About one-third of a second later, the door to my room blasted open. I think you can probably guess who was standing there.
“Hi, Dad,” I said, without looking up.
“We're not finished, Hank,” he said.
“I know. I know. Homework first. Costume later.”
“You'll thank me for this one day,” my dad said.
I've learned something in my almost eleven years as Hank Zipzer. When a grown-up tells you that you'll thank them one day for
this
, it means you are about to have to do something you really, really hate. I pulled my math workbook from my backpack and wondered when the day would actually come that I'd be thanking my dad for making me do long division. When I was ninety-two? Or sixty-six?
One thing I knew for sure, it wasn't going to be tonight.
CHAPTER 3
I DID MY HOMEWORK in record time. I'm not going to say much more about it, because we all know that doing homework was invented by King Boring of Boringville, which is found just on the outskirts of I-Can't-Find-the-Answers-in-My-Brainville. I'll bet you've visited there yourself.
But since I know you're probably curious, though, I'll give you a few of my tips on how I manage to finish homework in record time.
HANK ZIPZER'S TOP-TEN TIPS FOR GETTING YOUR HOMEWORK DONE REALLY, REALLY FAST
1. If it's math homework, skip the odd problems and only do the even ones. Tell your teacher that you're allergic to odd problems and when you do them your scalp itches like crazy.
2. If they're short-answer questions, take the directions seriously and give short answers. As in
one
word.
3. If they're multiple-choice questions, don't stress yourself out worrying about which answer is right. Take your best shot and move on.

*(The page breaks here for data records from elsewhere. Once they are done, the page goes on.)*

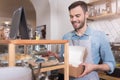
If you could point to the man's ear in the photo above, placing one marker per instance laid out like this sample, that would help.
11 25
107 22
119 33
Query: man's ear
86 14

4. If you have to write a paragraph, remember that there's no law that says it has to make sense.
5. If you have to write an essay, well, sorry, but there's no quick way around that. Once, I told Ms. Adolf that I couldn't write the essay because I had so many ideas for it, I couldn't decide which one to write. (She didn't buy it, but, hey, that doesn't mean it won't work for you.)
6. About extra credit problems . . . leave those to the brainiacs like Heather Payne. You don't know her yet, but you'll read all about her in Chapter 16.
7. See number 10.
8. See number 10.
9. See number 10.
10. There's nothing wrong with skipping a few questions. See numbers 7 to 9 as examples.
CHAPTER 4
WITH THE HELP OF HANK'S TOP-TEN TIPS, I finished my homework and got to the good stuff—my costume. My mom was a champ and helped me cut up her red-and-white checkered tablecloth. While we were cutting the tabletop out of cardboard, she made one of her famous Randi Zipzer suggestions.
“Hank, sweetie,” she said, eyeing the glass of breadsticks I was planning to put on the tabletop. “Those white-flour breadsticks are so not body friendly. Let me give you some whole grain, flaxseed-infused, toasted crisps instead.”
My mom never gives up trying to change the world, one healthy food at a time. She believes in health food like I believe in the Mets. All the way. Do or die. Till the very end. Like last week in our deli, the Crunchy Pickle, she introduced liverwurst made from broccoli instead of liver. Personally, I wouldn't eat liverwurst no matter what it's made from. But let me warn you—if you ever find yourself inside the door of the Crunchy Pickle, I suggest you run as fast as you can away from the brocci-wurst. The smell of it has been known to separate a human nose from its face. In fact, the alley in back of our deli is filled with separated noses bouncing around on their tips.